Clearly, some people who have never worked in customer service before have no idea what it's really like. It's not your neighborhood general store nowadays, it's big box chain stores, overstocked, unorganized and understaffed. Also, while most of us are required to wear name tags, it is entirely creepy when you, a complete stranger, addresses us by name as if we are friends. I'm not 'Jimmy Olson' from the malt shop on main street in 1956, I'd prefer to keep my identity private and just do my job. It's bad enough that we are on display for you to stare at while you wait in line, like we are monkeys in a zoo. Did you ever work in an office or cubicle? How would you like it if 10 people stood right behind you and stared at your every move while you tried to make a spreadsheet? Not so comfortable is it? Just let us do our jobs and save your complaints and demands until we have finished and you're still not satisfied.

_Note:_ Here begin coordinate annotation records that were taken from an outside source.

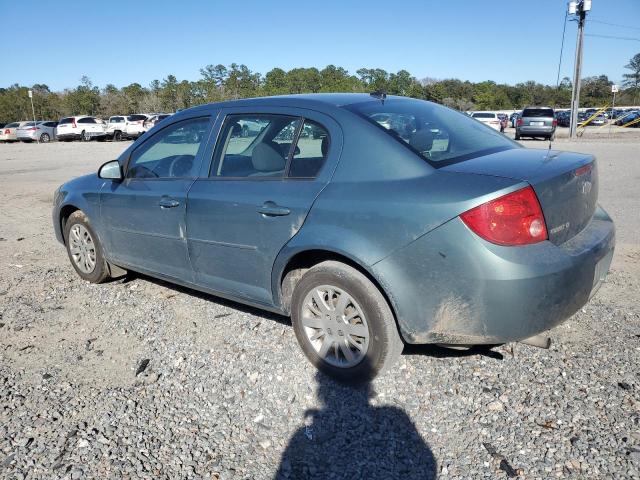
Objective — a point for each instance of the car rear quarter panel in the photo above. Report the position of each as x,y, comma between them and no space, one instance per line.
381,198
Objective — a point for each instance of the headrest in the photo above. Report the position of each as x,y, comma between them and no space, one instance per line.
324,147
265,158
422,140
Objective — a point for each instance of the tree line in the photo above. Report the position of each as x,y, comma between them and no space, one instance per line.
220,82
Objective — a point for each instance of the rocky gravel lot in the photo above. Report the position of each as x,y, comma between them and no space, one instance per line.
141,379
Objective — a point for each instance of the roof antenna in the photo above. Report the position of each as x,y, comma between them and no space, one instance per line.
381,94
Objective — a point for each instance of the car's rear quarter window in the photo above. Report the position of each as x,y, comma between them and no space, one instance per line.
537,112
440,135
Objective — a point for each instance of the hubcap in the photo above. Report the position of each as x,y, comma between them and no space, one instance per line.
335,326
82,248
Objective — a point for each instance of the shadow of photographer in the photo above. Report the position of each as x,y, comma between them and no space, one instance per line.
350,438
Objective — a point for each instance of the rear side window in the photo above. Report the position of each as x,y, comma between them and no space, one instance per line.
440,135
483,115
311,150
255,146
537,112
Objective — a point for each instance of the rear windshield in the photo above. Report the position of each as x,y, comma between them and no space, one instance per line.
438,134
483,115
537,112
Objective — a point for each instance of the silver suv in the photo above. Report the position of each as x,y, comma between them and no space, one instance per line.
537,122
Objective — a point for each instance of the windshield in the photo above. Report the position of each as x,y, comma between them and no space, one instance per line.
440,135
537,112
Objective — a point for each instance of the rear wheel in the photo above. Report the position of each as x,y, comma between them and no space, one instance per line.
343,323
84,249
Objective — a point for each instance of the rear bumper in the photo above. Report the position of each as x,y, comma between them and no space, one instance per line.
452,287
68,136
528,130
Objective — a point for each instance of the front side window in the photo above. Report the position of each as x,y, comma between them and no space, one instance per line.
255,146
438,134
171,153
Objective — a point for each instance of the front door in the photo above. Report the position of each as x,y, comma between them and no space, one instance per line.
267,170
145,213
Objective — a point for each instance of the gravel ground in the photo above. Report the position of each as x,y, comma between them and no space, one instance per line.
141,379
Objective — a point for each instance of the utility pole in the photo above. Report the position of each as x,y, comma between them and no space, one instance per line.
33,110
580,9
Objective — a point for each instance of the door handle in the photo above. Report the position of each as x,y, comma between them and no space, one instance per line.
271,209
167,202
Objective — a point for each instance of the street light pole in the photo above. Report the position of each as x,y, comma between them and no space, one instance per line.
579,8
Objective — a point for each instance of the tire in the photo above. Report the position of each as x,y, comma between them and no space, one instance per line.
380,344
82,243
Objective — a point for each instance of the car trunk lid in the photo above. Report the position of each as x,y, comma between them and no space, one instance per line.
565,183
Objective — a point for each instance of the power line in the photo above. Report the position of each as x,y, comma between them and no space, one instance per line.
613,37
614,24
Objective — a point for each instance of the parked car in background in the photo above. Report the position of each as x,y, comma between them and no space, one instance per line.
596,121
134,125
474,239
488,118
42,131
81,127
9,132
153,120
536,122
629,117
513,118
116,126
564,118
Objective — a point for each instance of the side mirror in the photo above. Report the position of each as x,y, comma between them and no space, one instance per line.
110,171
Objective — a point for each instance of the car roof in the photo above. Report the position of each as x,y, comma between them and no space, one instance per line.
308,100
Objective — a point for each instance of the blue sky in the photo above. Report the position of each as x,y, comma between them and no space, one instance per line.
121,42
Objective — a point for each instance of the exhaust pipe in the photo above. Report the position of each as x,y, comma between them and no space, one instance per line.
540,341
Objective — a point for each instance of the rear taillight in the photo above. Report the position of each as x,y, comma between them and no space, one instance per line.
514,219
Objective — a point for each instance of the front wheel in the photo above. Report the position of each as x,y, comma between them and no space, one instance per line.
84,249
343,323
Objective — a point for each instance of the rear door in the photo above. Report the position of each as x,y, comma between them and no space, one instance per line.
144,215
267,169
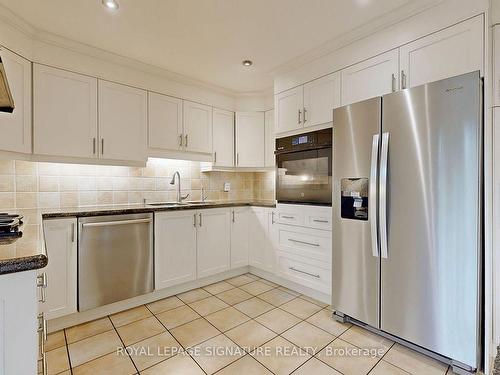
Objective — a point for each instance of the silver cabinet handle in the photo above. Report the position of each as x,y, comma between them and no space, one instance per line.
384,160
372,196
304,242
304,272
41,282
120,222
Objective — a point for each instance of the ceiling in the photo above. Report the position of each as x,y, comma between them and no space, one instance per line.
207,39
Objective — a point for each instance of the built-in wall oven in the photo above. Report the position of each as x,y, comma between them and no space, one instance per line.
304,168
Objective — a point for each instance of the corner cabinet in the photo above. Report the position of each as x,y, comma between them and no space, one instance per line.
370,78
450,52
197,127
250,139
60,237
213,241
269,139
15,127
175,248
122,122
223,138
164,122
240,219
65,113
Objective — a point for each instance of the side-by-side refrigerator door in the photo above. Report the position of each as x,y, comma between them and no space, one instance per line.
430,177
355,261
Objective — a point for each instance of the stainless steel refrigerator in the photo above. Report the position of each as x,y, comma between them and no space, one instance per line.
407,217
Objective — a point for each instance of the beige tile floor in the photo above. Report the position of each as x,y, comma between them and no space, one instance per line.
243,325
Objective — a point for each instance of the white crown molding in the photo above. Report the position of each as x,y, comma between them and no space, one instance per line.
380,23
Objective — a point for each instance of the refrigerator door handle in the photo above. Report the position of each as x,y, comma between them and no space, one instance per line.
384,159
372,196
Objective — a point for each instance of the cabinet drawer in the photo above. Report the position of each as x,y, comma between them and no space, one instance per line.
305,242
306,272
318,220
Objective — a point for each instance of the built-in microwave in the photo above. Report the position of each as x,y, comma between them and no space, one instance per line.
304,168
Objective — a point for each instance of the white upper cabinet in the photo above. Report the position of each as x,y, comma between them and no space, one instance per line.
320,97
175,248
61,271
240,218
213,241
164,122
288,106
250,139
65,113
269,140
453,51
197,127
223,138
122,122
15,127
370,78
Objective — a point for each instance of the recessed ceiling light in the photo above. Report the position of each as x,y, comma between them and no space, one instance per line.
110,4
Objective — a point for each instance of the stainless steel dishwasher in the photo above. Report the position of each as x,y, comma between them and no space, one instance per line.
115,258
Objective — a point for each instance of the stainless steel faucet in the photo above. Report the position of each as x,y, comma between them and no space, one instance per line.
180,198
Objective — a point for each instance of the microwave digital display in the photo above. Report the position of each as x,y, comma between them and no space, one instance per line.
299,140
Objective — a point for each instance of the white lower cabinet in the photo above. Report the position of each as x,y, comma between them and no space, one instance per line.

You'll never actually be satisfied with anything, you'll always be condescending and you'll always be horrible drivers, I've come to accept these as facts of life. The world as you knew it has changed drastically beyond your means and comfort zones, as is to be expected with aging for all of us, but I felt compelled to write this perspective in the hopes that maybe one person will read it, recognize a part of themselves they weren't aware of, and perhaps try to change it or approach certain situations differently. And don't try to justify your sour attitudes by being a war vet or that you suffered through 'harder times'. You had World War I & II, we have Desert Storm/Iraq/Afghanistan/Iran, you had Pearl Harbor, we had 9/11! So those points of contention are no longer valid to current or future generations.
For the rest of you who just want to continue complaining the music is too loud, the line is too long, and demanding a $2 refund on some old can of soup you raided from your recently deceased friend's pantry, or acting entitled to preferential service, then not tipping or being gracious about it? Contemplate this: Who gets Social Security checks each month? You. Who gets Medicare & Medicaid services provided to them? You. Who gets to retire? You. And who currently gets their paychecks taxed to fund all of these luxuries that will most likely not exist by the time we would be eligible to use them ourselves?...The rest of us.